Трудный возраст (Зона вечной мерзлоты) | страница 25



— Тихий, — промямлил он, — я не хотел тебя ударить, так получилось.

Обиды на Элла у меня не было, я его прекрасно понимал.

— Ладно тебе, — миролюбиво произнес я и пошел с Комаром дальше, оставив Элла в коридоре.

— Ты ему простишь такое? — глаза у Валерки округлились по пять копеек.

— Не убить же его за это?

— Я бы не простил, — уверенно заявил Комар. — Он не наш человек! — Я с удивлением посмотрел на Комара, но ничего не сказал. — Тихий, зачем ты за меня заступился? — неожиданно спросил Валерка и остановился.

Я отрешенно посмотрел на Комара. Ну, почему он иногда простой, как дверь, к чему задавать такие глупые вопросы?

— Заступился и заступился, — психанул я. — Не устраивай мне допроса.

Комар в нерешительности застыл передо мной.

— Спасибо, Тихий! — сказал он нервно. — За меня никто еще не заступался. Чморить — чморили, а вот заступаться…

— Значит, я первый, — ответил ему я.

Как-то после уроков ко мне подошел Элл, он специально выждал момент, когда возле меня не было Комара.

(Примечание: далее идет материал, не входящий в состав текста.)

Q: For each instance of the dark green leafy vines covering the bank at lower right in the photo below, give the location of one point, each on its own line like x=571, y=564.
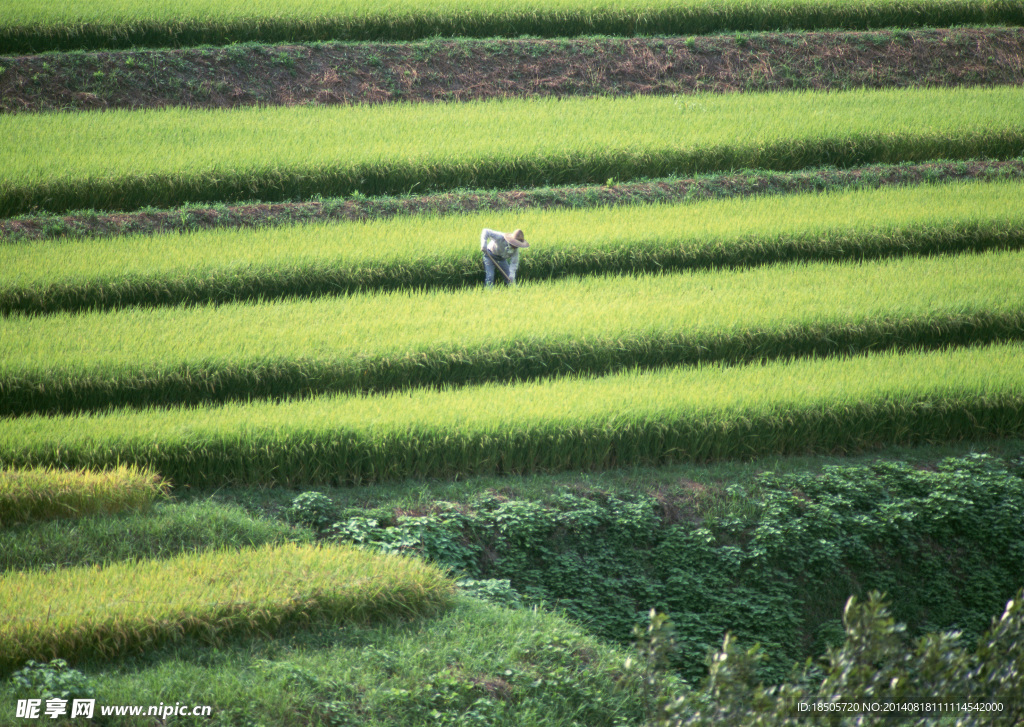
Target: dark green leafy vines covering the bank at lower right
x=947, y=545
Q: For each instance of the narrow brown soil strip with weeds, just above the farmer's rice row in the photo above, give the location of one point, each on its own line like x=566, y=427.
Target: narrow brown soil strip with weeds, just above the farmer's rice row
x=665, y=191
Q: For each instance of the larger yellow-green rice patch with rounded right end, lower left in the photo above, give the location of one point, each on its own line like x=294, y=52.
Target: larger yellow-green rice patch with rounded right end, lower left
x=123, y=608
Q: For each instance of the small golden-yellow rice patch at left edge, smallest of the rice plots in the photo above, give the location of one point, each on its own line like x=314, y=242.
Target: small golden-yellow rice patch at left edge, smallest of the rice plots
x=46, y=494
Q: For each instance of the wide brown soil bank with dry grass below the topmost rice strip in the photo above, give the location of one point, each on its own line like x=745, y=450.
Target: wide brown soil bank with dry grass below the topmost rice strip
x=464, y=70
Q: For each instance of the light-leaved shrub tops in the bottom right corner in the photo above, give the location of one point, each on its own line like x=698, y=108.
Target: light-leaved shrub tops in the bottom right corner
x=927, y=681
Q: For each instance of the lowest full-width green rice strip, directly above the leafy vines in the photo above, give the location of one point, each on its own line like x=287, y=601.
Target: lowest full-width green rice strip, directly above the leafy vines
x=701, y=414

— Мне поговорить надо с тобой.

— Разве нам есть о чем говорить? — удивился я.

Элл замялся и покраснел.

— Я просто хотел тебя предупредить.

— Предупреждай! — я интуитивно чувствовал, что Элл сообщит мне плохие вести.

— Ты неправильно сделал, что связался с Комаром, — голос Элла звучал доверительно. — Комар голубой, — шепотом произнес он, — об этом давно все говорят, — Элл сверлил меня глазами, но я продолжал молчать. Это, наверное, и вывело его из равновесия. — Ты ж не хочешь, чтобы о тебе так же подумали.

— Какая же ты сволочь, Миха, — презрительно бросил я, отстраняясь от бывшего друга. — Комар мой друг, и этим все сказано, усек?

Элл вылупился на меня и стоял с довольно бестолковым видом.

— Не тебе решать, с кем мне дружить! — сквозь зубы добавил я, и мне до такой степени Элл стал омерзителен, что даже рядом с ним находиться было гадко.

Здесь небольшое отступление. После уроков Матильда попросила меня остаться.

— Как книга? — тихо спросила она меня, словно боялась, что нас могут услышать.

— Пишется, — коротко ответил я.

— Если ты хочешь сделаться писателем, ты не должен стать мелким торгашом словами. Самое главное — это понимать, что люди думают, а не то, что они говорят. Что может быть хуже писателя, которому нечего сказать, — патетически заключила она. Ее лицо стало чрезвычайно строгим, как на утреннем построении.

— Матильда Дмитриевна, я скоро дам вам прочитать доклюшкинский период. Только моя книга не будет веселой. Сегодня утром я задал себе вопрос, — сбивчиво принялся я объяснять, — жил ли до сих пор я или это было существование?